The symbolism of breathing is very important in this period of the Covid-19 pandemic. We saw George Floyd die asphyxiated. Attending this agony live touched us in our humanity. This pandemic is also blatantly revealing the link between the economy, health and the race issue. African-Americans are 2.5 to 3 times more likely to die from Covid-19 and are proportionally in excess among the 40 million Americans unemployed as a result of this pandemic.

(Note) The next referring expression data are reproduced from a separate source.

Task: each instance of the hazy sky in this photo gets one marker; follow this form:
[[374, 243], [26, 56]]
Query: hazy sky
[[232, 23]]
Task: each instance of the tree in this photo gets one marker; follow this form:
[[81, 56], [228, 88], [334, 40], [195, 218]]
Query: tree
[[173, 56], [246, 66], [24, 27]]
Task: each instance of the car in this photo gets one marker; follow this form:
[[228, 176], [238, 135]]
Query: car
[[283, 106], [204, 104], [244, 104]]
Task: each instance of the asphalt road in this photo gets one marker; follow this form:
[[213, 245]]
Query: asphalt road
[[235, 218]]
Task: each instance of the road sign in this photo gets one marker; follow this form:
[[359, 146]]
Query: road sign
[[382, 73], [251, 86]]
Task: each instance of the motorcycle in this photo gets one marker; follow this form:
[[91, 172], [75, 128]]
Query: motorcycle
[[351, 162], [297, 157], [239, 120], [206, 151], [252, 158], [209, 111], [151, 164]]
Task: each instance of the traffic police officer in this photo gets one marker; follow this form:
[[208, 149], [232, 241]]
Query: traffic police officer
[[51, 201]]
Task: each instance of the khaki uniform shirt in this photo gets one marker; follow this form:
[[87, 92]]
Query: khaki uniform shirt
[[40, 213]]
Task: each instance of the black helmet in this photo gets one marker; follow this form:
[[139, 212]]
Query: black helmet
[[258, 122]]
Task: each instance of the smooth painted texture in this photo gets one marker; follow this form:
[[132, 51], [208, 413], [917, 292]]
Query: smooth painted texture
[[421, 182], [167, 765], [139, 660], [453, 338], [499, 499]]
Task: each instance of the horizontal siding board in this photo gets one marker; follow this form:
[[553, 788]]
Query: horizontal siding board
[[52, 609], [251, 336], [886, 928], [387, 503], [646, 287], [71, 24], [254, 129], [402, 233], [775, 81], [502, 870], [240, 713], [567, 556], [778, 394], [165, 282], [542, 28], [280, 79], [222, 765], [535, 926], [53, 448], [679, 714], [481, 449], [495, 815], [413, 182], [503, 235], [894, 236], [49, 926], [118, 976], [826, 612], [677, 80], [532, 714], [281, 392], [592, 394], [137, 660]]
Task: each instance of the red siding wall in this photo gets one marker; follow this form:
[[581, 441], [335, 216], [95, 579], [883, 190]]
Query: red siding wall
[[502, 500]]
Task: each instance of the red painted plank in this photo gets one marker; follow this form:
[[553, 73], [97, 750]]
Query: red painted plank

"African-Americans are 2.5 to 3 times more likely to die from Covid-19"
This is not surprising and can be explained by the American system, which, as Cornel West has shown, intrinsically links what it calls the fundamentalism of the market economy – which requires that the economic comes before everything else – militarism – even the police are militarized – and authoritarianism. George Floyd’s death stems from this economic, military and political connection to Trump’s authoritarianism.
Police officers charged in various cases of racist violence often enjoy impunity. How to explain it?
The American system protects the police in particular through a law, the "Qualified immunity", which makes it almost impossible to prosecute agents' discriminatory practices. Racism is in all spheres of society and the state, to the point that it can be spontaneous, unconscious, while some individuals even make it into a kind of social contract, as one might assume in Trump.
Certainly, there have always been people against racism in the police. But the problem is more complex. Racism is so systemic that black police officers behave in the same way as white people towards African-American populations. They internalized the fact that the black is by definition dangerous. This is the great strength of the symbolic violence of racism.
"Racism is so systemic that black police behave the same way as white people"
On the other hand, one cannot effectively combat police brutality if one does not fight against the arming of individuals. That’s the big difference with France.
Precisely, what about in France?
I do not know if we can speak of institutional racism in France, but racism is strongly present in the police, where the National Rally vote is relatively high. We note that the police frequently intervene on populations identified as black or North African. The French state has also been tackled on these issues by the UN, the European Court of Human Rights and the Defender of Rights.
France has long refused to think about the racial question. Is it changing?
No, I don't believe it. Theoretically, France does not recognize the racial question. The French find it difficult to admit the existence of racism in their country. But what is important and which can evolve is that young blacks or Maghrebis are fed up with a certain paternalism or sentimentalism, which is a way of hiding racism. They will no longer tolerate it.
How to explain the global scale of the current demonstrations?
As I said, the symbolism of breathing in full Covid-19 is important. With the Internet, images spread extremely quickly, and a world was born where borders are no longer as important. It is understandable that the George Floyd case can be found everywhere, even in Africa where many states use the police and the army to control populations who are not of the same ethnic or religious group. If you are consistent with yourself, you have to fight that in Africa as well.